More jobs in the formal employment sector can make education more valuable, increasing the overall years in formal schooling. Alongside efforts to strengthen the justice system, reducing impunity and insecurity may ensure that the citizens of Northern Central America feel less pressure to leave. At these first inklings of hope, a robust civil society is important. Reduced migration means reduced remittances and increased pressure on the government to provide social services. Weak institutions and authoritarian leaders will not be keen to change the status quo. Civil society, including journalists, human rights defenders, and democracy promoters will play a key role educating the citizens of Northern Central America of their rights and exposing corruption and corrupt actors.

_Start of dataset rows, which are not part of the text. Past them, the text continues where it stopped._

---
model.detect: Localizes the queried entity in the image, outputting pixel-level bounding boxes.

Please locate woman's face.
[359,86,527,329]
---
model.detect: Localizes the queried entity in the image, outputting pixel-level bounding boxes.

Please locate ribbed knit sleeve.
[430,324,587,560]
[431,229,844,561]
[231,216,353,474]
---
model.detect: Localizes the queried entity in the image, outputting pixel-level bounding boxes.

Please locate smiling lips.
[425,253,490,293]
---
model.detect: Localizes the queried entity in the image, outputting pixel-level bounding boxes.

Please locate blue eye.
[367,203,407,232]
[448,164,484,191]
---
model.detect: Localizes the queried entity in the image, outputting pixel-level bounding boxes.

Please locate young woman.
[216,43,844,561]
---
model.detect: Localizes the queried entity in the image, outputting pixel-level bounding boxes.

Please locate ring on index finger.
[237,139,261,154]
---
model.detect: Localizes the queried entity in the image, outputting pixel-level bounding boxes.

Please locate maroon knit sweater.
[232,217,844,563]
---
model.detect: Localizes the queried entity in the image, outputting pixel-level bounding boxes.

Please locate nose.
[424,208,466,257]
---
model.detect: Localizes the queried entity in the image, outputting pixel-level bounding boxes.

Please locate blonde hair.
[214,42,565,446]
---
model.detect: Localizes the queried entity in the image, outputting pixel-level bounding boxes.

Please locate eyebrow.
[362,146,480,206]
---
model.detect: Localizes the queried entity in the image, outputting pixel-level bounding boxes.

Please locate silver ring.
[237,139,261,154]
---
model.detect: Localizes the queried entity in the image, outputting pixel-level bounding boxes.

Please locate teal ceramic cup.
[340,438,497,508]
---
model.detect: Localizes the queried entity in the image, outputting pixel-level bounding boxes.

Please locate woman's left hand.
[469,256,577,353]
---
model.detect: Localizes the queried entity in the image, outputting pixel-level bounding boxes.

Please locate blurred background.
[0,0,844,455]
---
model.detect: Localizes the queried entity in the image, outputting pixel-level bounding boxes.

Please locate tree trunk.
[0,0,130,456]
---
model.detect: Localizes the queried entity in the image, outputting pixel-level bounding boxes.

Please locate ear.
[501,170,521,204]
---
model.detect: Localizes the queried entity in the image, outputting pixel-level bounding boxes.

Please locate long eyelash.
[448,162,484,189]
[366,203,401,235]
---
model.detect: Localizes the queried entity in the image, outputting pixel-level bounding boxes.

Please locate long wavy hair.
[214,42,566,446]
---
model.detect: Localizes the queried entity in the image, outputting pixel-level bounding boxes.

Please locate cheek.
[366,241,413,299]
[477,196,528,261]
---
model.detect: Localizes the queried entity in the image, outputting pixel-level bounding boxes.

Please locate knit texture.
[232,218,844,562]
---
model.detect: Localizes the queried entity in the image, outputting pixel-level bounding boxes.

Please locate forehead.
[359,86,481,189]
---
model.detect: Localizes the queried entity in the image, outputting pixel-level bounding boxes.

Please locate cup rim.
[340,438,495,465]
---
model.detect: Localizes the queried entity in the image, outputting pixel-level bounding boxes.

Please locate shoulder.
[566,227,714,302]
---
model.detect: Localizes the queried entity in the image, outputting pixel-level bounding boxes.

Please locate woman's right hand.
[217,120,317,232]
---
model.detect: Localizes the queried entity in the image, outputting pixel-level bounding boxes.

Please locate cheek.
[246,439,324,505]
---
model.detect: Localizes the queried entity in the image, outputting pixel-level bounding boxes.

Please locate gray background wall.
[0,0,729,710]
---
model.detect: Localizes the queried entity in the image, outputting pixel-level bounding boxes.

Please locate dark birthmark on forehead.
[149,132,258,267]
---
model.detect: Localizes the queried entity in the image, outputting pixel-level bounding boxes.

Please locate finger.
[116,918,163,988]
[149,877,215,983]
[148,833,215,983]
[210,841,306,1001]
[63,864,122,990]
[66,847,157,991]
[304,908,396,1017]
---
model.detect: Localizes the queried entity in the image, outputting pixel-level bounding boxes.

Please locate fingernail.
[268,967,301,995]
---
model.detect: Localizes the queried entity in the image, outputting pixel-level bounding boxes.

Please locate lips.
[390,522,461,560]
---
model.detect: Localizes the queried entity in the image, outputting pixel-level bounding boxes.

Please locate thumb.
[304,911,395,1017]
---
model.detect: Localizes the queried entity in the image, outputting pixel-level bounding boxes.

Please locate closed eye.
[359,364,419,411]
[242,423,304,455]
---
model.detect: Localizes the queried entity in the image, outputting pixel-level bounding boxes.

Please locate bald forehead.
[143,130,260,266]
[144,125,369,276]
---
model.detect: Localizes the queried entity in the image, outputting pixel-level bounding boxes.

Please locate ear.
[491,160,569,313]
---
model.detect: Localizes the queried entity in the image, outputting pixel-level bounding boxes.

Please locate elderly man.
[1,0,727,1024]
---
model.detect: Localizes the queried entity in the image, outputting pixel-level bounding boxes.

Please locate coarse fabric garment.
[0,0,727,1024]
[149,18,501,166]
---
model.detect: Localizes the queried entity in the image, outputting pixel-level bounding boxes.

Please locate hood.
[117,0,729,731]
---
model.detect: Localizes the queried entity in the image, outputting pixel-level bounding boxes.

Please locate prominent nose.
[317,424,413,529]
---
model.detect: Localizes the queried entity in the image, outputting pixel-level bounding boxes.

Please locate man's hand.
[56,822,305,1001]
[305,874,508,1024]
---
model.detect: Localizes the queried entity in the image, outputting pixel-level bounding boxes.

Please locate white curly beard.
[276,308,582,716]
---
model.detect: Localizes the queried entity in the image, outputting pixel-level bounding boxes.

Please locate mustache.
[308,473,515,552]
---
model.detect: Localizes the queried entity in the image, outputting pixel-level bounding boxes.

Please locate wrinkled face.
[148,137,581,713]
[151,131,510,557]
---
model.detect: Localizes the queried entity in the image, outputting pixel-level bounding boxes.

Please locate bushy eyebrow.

With free and fair elections, leaders can be voted in that more accurately reflect the will of the people.

The global democratic community has a responsibility to support those working tirelessly to change the trajectory toward authoritarianism in their communities. The United States can do this in Northern Central America by taking tangible action, narrow in scope but broad in impact, informed by an understanding of the interconnectedness of the root causes of migration, to disrupt the vicious cycle of corruption, impunity, and authoritarianism. With our support, the citizens of Northern Central America can generate a wave, una ola, of not just better circumstances, but of hope.

Although commitment to democracy in the region is at a low point, the citizens of El Salvador, Guatemala, and Honduras ultimately do have the agency to vote for leaders that will uphold democratic norms and institutions and to vote out leaders that don’t. By their vote, their voice can be heard, and their governments held accountable.